Le blogueur propose un peu d'humour noir... Il y a trois siècles, quand les latifundistes anglais suçaient le sang de ses compatriotes, l'écrivain irlandais Jonathan Swift a écrit en 1729, un pamphlet féroce et désespéré. Selon l'auteur des Voyages de Gulliver, les Irlandais regarderaient « comme un grand bonheur d’avoir été vendus pour être mangés à l’âge d’un an et d’avoir évité par là toute une série d’infortunes par lesquelles ils sont passés et l’oppression des propriétaires ». Il précise qu'il n'est motivé que par des idées altruistes : " Je n’ai pas d’enfants dont la vente puisse me rapporter le moindre penny ; le plus jeune a neuf ans et ma femme a passé l’âge d’être mère."
"Modeste proposition pour empêcher les enfants pauvres d’être à la charge de leurs parents ou de leur pays et pour les rendre utiles au public", par Jonathan Swift
EXTRAITS
(...) Mais mon intention n’est pas, loin de là, de m’en tenir aux seuls enfants des mendiants avérés ; mon projet se conçoit à une bien plus vaste échelle et se propose d’englober tous les enfants d’un âge donné dont les parents sont en vérité aussi incapables d’assurer la subsistance que ceux qui nous demandent la charité dans les rues.
Pour ma part, j’ai consacré plusieurs années à réfléchir à ce sujet capital, à examiner avec attention les différents projets des autres penseurs, et y ai toujours trouvé de grossières erreurs de calcul. Il est vrai qu’une mère peut sustenter son nouveau-né de son lait durant toute une année solaire sans recours ou presque à une autre nourriture, du moins avec un complément alimentaire dont le coût ne dépasse pas deux shillings, somme qu’elle pourra aisément se procurer, ou l’équivalent en reliefs de table, par la mendicité, et c’est précisément à l’âge d’un an que je me propose de prendre en charge ces enfants, de sorte qu’au lieu d’être un fardeau pour leurs parents ou leur paroisse et de manquer de pain et de vêtements ils puissent contribuer à nourrir et, partiellement, à vêtir des multitudes (...).

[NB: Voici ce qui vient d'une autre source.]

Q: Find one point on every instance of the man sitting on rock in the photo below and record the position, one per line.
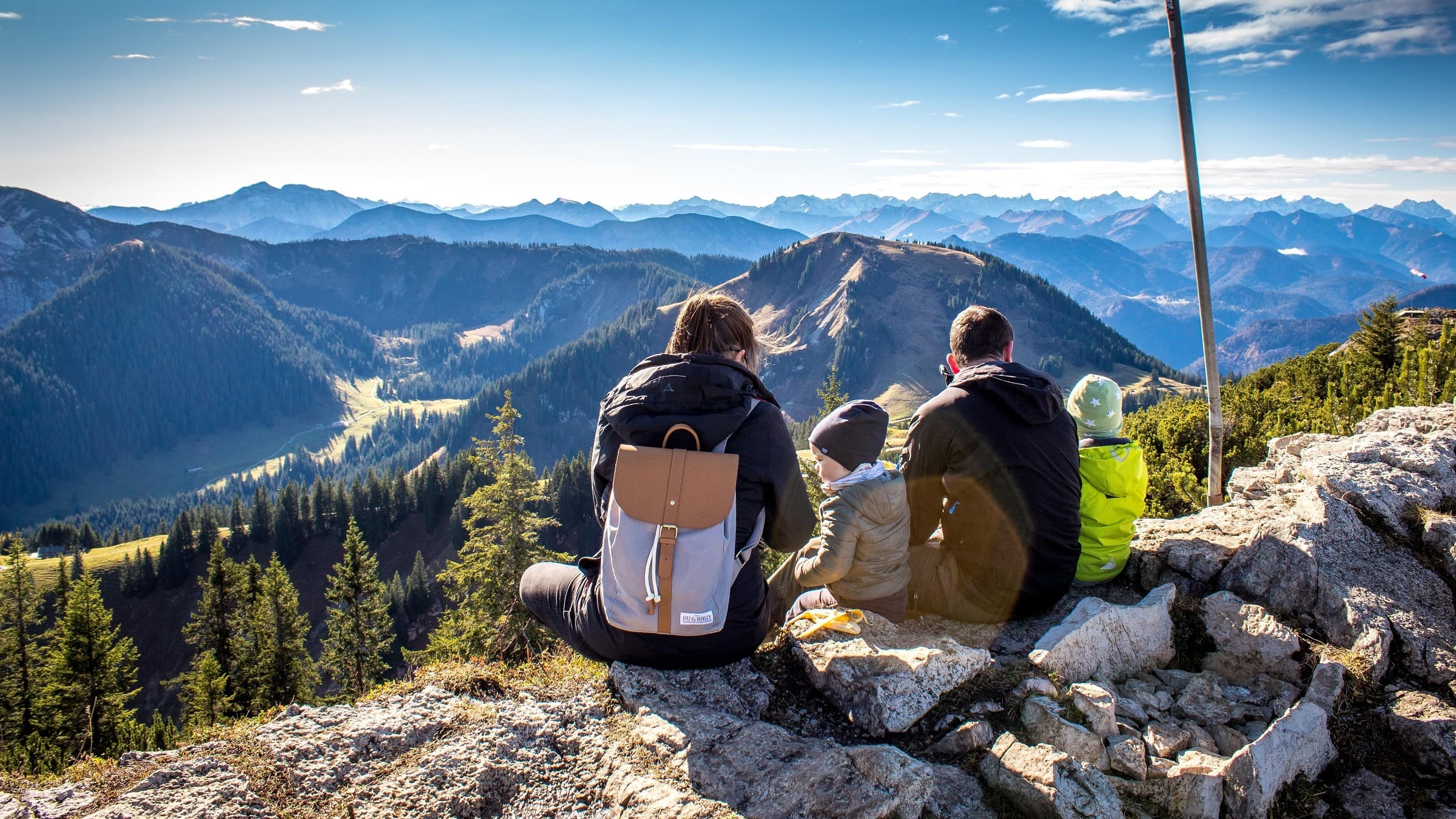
(994, 463)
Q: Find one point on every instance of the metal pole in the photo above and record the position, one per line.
(1200, 256)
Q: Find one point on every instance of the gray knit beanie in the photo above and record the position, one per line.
(852, 435)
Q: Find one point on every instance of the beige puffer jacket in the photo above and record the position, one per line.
(864, 550)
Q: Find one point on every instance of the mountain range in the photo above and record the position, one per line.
(158, 312)
(1268, 259)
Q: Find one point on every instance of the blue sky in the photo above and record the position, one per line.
(161, 103)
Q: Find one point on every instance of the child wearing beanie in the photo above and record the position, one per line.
(1114, 478)
(861, 560)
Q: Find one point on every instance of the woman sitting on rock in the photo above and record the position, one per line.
(705, 379)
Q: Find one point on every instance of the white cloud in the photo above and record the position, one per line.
(755, 149)
(1355, 179)
(1100, 95)
(1422, 38)
(1250, 62)
(895, 162)
(290, 25)
(1388, 27)
(341, 85)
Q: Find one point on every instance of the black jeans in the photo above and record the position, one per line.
(566, 599)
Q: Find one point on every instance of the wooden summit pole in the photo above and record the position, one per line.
(1200, 254)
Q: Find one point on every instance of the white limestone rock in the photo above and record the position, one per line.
(1250, 640)
(1046, 783)
(1100, 639)
(1100, 707)
(881, 680)
(1426, 728)
(1044, 725)
(1363, 594)
(1296, 744)
(191, 789)
(1128, 756)
(969, 736)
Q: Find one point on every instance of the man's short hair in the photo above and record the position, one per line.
(979, 333)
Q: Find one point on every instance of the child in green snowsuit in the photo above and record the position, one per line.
(1114, 478)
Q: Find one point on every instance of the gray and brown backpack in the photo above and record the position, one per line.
(669, 547)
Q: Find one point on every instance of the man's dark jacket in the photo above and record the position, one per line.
(1001, 449)
(712, 396)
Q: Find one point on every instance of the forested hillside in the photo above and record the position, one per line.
(150, 346)
(880, 312)
(1393, 359)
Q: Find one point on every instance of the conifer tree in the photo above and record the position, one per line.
(289, 531)
(417, 588)
(280, 665)
(207, 532)
(261, 525)
(238, 527)
(1379, 334)
(216, 627)
(487, 617)
(91, 674)
(19, 675)
(206, 697)
(360, 627)
(63, 591)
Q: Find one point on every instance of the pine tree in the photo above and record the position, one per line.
(19, 675)
(487, 617)
(238, 527)
(261, 525)
(207, 532)
(280, 663)
(1379, 334)
(360, 627)
(289, 529)
(214, 630)
(91, 674)
(206, 698)
(417, 588)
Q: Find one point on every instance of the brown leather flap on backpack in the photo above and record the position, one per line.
(694, 490)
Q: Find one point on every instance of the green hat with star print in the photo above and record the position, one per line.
(1097, 405)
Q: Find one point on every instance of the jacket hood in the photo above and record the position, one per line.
(1027, 393)
(881, 500)
(706, 393)
(1114, 471)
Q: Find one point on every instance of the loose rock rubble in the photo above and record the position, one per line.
(1203, 684)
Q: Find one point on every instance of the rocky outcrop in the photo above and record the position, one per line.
(884, 681)
(1335, 547)
(1100, 639)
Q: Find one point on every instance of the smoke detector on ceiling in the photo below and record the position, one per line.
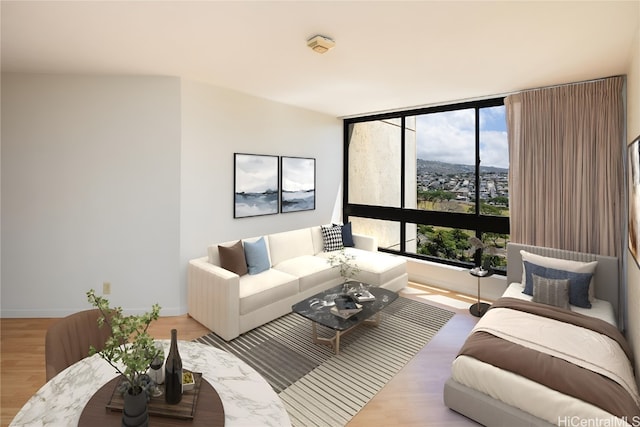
(320, 44)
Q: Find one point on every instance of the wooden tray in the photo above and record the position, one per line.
(186, 409)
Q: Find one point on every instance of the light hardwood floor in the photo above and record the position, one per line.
(411, 398)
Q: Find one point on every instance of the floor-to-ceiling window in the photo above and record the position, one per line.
(425, 181)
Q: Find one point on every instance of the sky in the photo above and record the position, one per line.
(450, 137)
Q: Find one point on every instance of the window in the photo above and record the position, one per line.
(425, 181)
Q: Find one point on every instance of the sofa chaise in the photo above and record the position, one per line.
(281, 270)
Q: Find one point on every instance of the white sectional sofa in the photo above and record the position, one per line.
(230, 304)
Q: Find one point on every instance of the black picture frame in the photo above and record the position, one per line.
(297, 184)
(256, 185)
(633, 157)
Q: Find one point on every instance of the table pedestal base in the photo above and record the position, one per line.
(334, 341)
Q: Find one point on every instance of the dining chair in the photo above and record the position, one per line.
(67, 341)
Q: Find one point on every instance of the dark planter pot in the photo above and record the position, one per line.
(135, 412)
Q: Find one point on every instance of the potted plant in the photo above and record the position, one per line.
(345, 262)
(130, 350)
(488, 251)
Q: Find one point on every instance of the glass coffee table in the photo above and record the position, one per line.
(318, 309)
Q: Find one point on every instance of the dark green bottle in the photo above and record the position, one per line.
(173, 372)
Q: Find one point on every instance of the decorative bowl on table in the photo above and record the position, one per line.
(188, 381)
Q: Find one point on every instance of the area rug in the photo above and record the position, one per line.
(323, 389)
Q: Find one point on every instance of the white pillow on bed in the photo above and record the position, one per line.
(561, 264)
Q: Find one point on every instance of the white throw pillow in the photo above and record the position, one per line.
(562, 264)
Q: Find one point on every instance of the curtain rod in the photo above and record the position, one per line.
(463, 100)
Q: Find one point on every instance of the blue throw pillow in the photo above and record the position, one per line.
(578, 282)
(257, 256)
(347, 236)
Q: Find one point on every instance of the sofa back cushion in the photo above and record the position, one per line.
(214, 253)
(232, 258)
(290, 244)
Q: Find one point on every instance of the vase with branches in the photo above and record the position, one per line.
(345, 262)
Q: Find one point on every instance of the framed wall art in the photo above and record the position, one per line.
(255, 185)
(634, 199)
(298, 184)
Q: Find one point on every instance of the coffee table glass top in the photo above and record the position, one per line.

Mon projet comporte encore cet autre avantage de faire cesser les avortements volontaires et cette horrible pratique des femmes, hélas trop fréquente dans notre société, qui assassinent leurs bâtards, sacrifiant, me semble-t-il, ces bébés innocents pour s’éviter les dépenses plus que la honte, pratique qui tirerait des larmes de compassion du coeur le plus sauvage et le plus inhumain.
Etant généralement admis que la population de ce royaume s’élève à un million et demi d’âmes, je déduis qu’il y a environ deux cent mille couples dont la femme est reproductrice, chiffre duquel je retranche environ trente mille couples qui sont capables de subvenir aux besoins de leurs enfants, bien que je craigne qu’il n’y en ait guère autant, compte tenu de la détresse actuelle du royaume, mais, cela posé, il nous reste cent soixante-dix mille reproductrices. J’en retranche encore cinquante mille pour tenir compte des fausses couches ou des enfants qui meurent de maladie ou d’accident au cours de la première année. Il reste donc cent vingt mille enfants nés chaque année de parents pauvres (...)

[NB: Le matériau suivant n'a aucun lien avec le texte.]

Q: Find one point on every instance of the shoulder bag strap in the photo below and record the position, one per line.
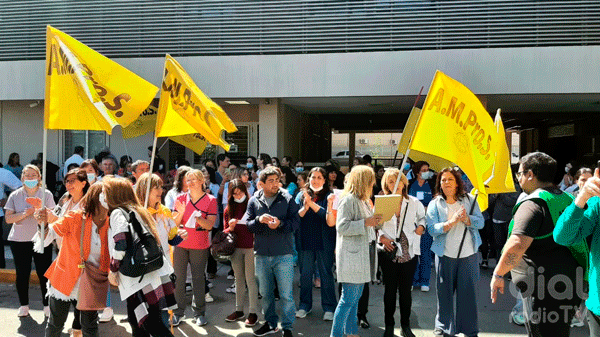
(82, 264)
(399, 233)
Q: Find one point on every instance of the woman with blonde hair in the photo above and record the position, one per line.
(400, 243)
(20, 213)
(355, 221)
(197, 211)
(89, 222)
(146, 296)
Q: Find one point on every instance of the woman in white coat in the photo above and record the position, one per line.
(354, 219)
(400, 242)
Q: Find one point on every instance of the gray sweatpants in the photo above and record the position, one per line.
(457, 277)
(197, 259)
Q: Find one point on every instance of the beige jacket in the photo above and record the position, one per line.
(353, 261)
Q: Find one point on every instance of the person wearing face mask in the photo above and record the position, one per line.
(422, 188)
(19, 212)
(145, 297)
(169, 234)
(179, 187)
(242, 260)
(64, 274)
(402, 234)
(567, 179)
(317, 244)
(92, 170)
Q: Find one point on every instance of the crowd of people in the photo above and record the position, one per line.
(84, 230)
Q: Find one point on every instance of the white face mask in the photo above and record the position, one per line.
(239, 201)
(315, 188)
(102, 199)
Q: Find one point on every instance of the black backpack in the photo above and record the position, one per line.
(144, 254)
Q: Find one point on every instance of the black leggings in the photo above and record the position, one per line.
(23, 254)
(398, 281)
(153, 324)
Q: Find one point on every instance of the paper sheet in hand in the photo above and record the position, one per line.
(191, 223)
(336, 200)
(243, 220)
(387, 205)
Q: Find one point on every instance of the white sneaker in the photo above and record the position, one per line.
(106, 315)
(302, 313)
(23, 311)
(328, 316)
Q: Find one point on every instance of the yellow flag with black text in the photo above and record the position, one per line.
(455, 126)
(86, 90)
(436, 163)
(146, 122)
(194, 142)
(185, 109)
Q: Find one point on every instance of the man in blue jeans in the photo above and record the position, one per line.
(273, 218)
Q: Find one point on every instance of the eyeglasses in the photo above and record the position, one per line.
(520, 174)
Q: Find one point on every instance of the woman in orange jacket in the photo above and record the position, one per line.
(65, 273)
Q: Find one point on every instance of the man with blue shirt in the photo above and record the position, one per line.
(272, 218)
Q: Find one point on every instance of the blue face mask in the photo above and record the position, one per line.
(31, 183)
(427, 175)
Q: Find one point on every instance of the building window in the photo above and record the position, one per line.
(92, 141)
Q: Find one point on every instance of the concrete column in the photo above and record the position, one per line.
(268, 121)
(351, 147)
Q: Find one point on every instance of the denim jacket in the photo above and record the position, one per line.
(437, 215)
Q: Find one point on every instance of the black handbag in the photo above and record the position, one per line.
(143, 255)
(392, 255)
(223, 245)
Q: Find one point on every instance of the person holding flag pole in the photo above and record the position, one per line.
(466, 135)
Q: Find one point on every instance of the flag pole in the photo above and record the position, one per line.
(44, 154)
(408, 149)
(151, 168)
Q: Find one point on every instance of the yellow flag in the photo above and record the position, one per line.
(502, 179)
(184, 109)
(454, 125)
(194, 142)
(436, 163)
(145, 123)
(87, 91)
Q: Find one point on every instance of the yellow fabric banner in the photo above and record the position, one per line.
(194, 142)
(502, 180)
(145, 123)
(435, 163)
(87, 91)
(455, 126)
(184, 109)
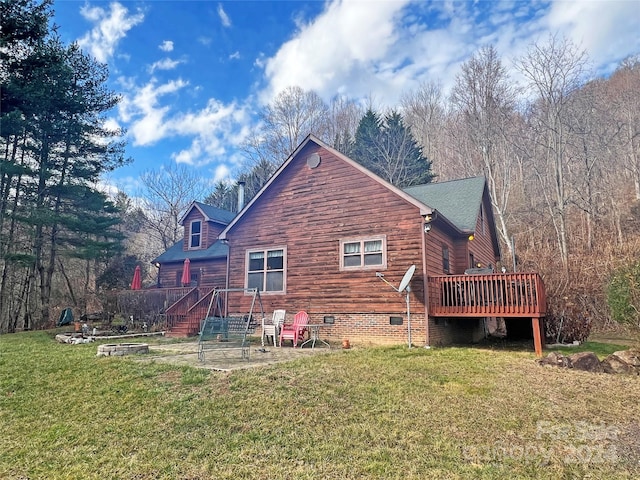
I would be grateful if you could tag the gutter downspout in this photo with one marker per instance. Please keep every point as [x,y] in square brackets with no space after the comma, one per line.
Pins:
[425,286]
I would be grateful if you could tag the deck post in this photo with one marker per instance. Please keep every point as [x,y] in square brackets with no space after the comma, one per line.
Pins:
[537,337]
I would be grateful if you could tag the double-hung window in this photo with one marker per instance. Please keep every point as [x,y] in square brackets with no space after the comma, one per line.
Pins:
[446,267]
[364,253]
[266,269]
[195,234]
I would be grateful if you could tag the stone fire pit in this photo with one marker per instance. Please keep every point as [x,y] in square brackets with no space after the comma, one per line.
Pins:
[120,349]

Un Américain très avisé que j’ai connu à Londres m’a assuré qu’un jeune enfant en bonne santé et bien nourri constitue à l’âge d’un an un mets délicieux, nutritif et sain, qu’il soit cuit en daube, au pot, rôti à la broche ou au four, et j’ai tout lieu de croire qu’il s’accommode aussi bien en fricassée ou en ragoût.
(...) Nos marchands m’assurent que, en dessous de douze ans, les filles pas plus que les garçons ne font de produits négociables, satisfaisants et que, même à cet âge, on n’en tire pas plus de trois livres, ou au mieux trois livres et demie à la Bourse, ce qui n’est profitable ni aux parents ni au royaume, les frais de nourriture et de haillons s’élevant au moins à quatre fois cette somme (...)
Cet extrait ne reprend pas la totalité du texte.